歯並びやかみ合わせが悪いことで、一部の歯に汚れがたまりやすくなったり、食べ物が挟まりやすい箇所ができたりすることも、虫歯や歯周病のリスクを高める要因です。
滑舌が悪くなるリスク
前歯にすき間があったり、かみ合わせが悪かったりすると、歯や舌、唇を正しくスムーズに動かすことができなくなり、滑舌が悪くなるリスクがあります。

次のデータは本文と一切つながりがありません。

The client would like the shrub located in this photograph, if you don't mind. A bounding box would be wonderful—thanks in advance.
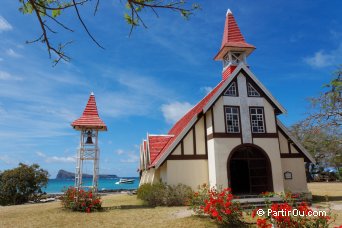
[61,187,102,213]
[0,163,48,205]
[191,185,244,227]
[137,184,152,201]
[189,184,210,215]
[137,183,192,207]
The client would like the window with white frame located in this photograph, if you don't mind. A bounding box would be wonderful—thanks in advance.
[247,83,260,97]
[225,106,240,133]
[223,82,237,97]
[249,107,265,133]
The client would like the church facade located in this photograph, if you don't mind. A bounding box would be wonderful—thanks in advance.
[139,10,314,194]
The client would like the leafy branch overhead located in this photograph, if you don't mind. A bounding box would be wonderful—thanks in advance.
[19,0,199,65]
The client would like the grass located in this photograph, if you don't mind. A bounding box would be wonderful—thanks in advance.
[0,183,342,228]
[0,194,216,227]
[308,182,342,226]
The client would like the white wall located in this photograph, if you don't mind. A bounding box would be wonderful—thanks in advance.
[281,158,308,192]
[167,160,208,190]
[183,130,194,155]
[253,138,284,192]
[195,117,205,155]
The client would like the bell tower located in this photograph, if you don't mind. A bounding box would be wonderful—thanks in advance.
[214,9,255,80]
[71,93,107,193]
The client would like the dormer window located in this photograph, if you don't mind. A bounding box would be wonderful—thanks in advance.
[247,83,260,97]
[232,52,243,65]
[223,82,237,97]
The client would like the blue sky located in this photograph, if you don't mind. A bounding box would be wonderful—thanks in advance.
[0,0,342,178]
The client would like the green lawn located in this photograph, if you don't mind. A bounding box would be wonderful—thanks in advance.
[0,183,342,228]
[0,194,216,227]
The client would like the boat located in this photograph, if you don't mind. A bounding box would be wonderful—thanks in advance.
[115,178,134,184]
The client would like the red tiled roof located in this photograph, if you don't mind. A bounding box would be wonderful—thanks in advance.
[150,77,228,167]
[221,10,254,49]
[71,93,107,131]
[148,135,173,163]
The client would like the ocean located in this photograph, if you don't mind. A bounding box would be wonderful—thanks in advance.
[42,177,139,194]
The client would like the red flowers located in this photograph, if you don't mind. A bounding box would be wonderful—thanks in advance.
[251,199,332,228]
[192,188,242,224]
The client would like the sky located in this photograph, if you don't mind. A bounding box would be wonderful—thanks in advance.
[0,0,342,178]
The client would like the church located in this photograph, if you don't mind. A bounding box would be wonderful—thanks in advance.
[139,10,314,194]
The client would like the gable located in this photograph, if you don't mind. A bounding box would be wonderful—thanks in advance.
[150,63,286,168]
[203,63,286,114]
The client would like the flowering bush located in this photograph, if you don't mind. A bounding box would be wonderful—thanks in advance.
[61,187,102,213]
[251,193,334,228]
[191,185,243,226]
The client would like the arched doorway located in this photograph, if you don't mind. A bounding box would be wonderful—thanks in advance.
[227,144,273,194]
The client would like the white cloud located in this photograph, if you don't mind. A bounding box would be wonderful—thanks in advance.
[161,101,193,123]
[0,155,18,165]
[0,70,22,81]
[36,151,76,163]
[120,152,139,163]
[201,86,213,95]
[304,43,342,68]
[0,16,13,33]
[115,149,125,155]
[6,48,22,58]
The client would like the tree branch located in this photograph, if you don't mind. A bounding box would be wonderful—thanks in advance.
[72,0,105,49]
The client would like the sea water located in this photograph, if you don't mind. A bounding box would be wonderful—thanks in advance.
[42,177,139,194]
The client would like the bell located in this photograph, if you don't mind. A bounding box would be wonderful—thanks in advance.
[86,131,93,144]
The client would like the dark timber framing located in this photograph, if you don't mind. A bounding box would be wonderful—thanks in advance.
[192,124,196,155]
[203,114,208,155]
[278,127,310,162]
[223,105,242,140]
[211,107,215,133]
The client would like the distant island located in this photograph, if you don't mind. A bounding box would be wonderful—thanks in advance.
[56,169,118,179]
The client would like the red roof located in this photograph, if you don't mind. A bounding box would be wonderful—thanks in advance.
[150,77,228,167]
[148,135,173,163]
[215,10,255,60]
[71,93,107,131]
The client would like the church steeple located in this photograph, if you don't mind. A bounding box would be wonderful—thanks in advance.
[214,9,255,80]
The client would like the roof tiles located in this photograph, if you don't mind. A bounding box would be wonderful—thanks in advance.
[71,93,107,131]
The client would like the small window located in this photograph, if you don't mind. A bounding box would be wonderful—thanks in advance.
[232,52,242,64]
[223,82,237,97]
[247,83,260,97]
[250,108,265,133]
[225,106,240,133]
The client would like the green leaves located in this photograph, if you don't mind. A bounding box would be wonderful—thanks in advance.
[0,163,48,205]
[125,13,139,26]
[51,9,62,17]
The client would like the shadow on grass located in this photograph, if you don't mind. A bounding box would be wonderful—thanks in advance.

また、出っ歯や受け口、開咬、叢生などにより、空気が外に漏れだしやすくなることも、滑舌が悪くなる要因です。
コンプレックスになるリスク
歯並びの悪さは、見た目や滑舌の問題にもつながるため、心理的な負担となることもあります。
「歯並びがガタガタしている」「周りの人の歯並びと比べて自分の歯並びはよくない」「滑舌が悪い」という意識から、口を開けて笑うことや自ら率先して会話をすることを控えてしまうことも少なくありません。
このようなコンプレックスが、社会生活を送るうえでのハードルとなることもあります。
歯並び悪化を予防する方法
悪習慣の改善

まずは、日常で無意識に行ってしまっている悪習慣を改めることが必要です。
口呼吸や指しゃぶり、爪かみ、頬杖、姿勢の悪さなどは歯並びやあごの発達に悪影響を及ぼします。
また、口を閉じている際の舌を置く位置も重要です。
こういった悪習慣を改善することで、歯並びの悪化や矯正治療後の後戻りを防ぎやすくなります。
定期的な歯科検診の受診

歯科検診を定期的に受けることも重要です。
歯科医師に診てもらうことで、早期に問題を発見し、その時点での必要な対策を取ることができます。
特に成長期のお子さんの場合には、定期的な検診をすることで歯並びはもちろん、虫歯や悪癖などの早期発見に努めるようにしましょう。
日々の丁寧なセルフケア

毎日のブラッシングやフロスの使用などのセルフケアも、歯並びを保つためには欠かせません。
虫歯や歯周病により歯を失ったり歯が動揺したりするようになると、周りの歯が移動してくることで全体的な歯並びが崩れてしまうリスクがあります。
歯ブラシが届きにくい部分には特に注意を払い、丁寧に時間をかけて磨くようにしましょう。
口周りの筋力トレーニング

歯科医院では、口周りの筋力バランスを整える方法として、MFT(口腔筋機能療法)というトレーニングが用いられます。
舌の位置を正しく保つためのトレーニングや、筋力を鍛える運動を取り入れることで、口腔機能が改善され、歯並びの悪化を予防しやすくなります。
まとめ
歯並びは、遺伝や生活習慣などさまざまな原因で悪化します。
悪化を食い止め、きれいな歯並びを維持するためには、悪化の原因となる悪癖や悪習慣を改善し、虫歯や歯周病による歯の喪失や動揺を防ぐことが大切です。
日々のデンタルケア習慣と定期的な歯科検診により、歯の美しさを保っていきましょう。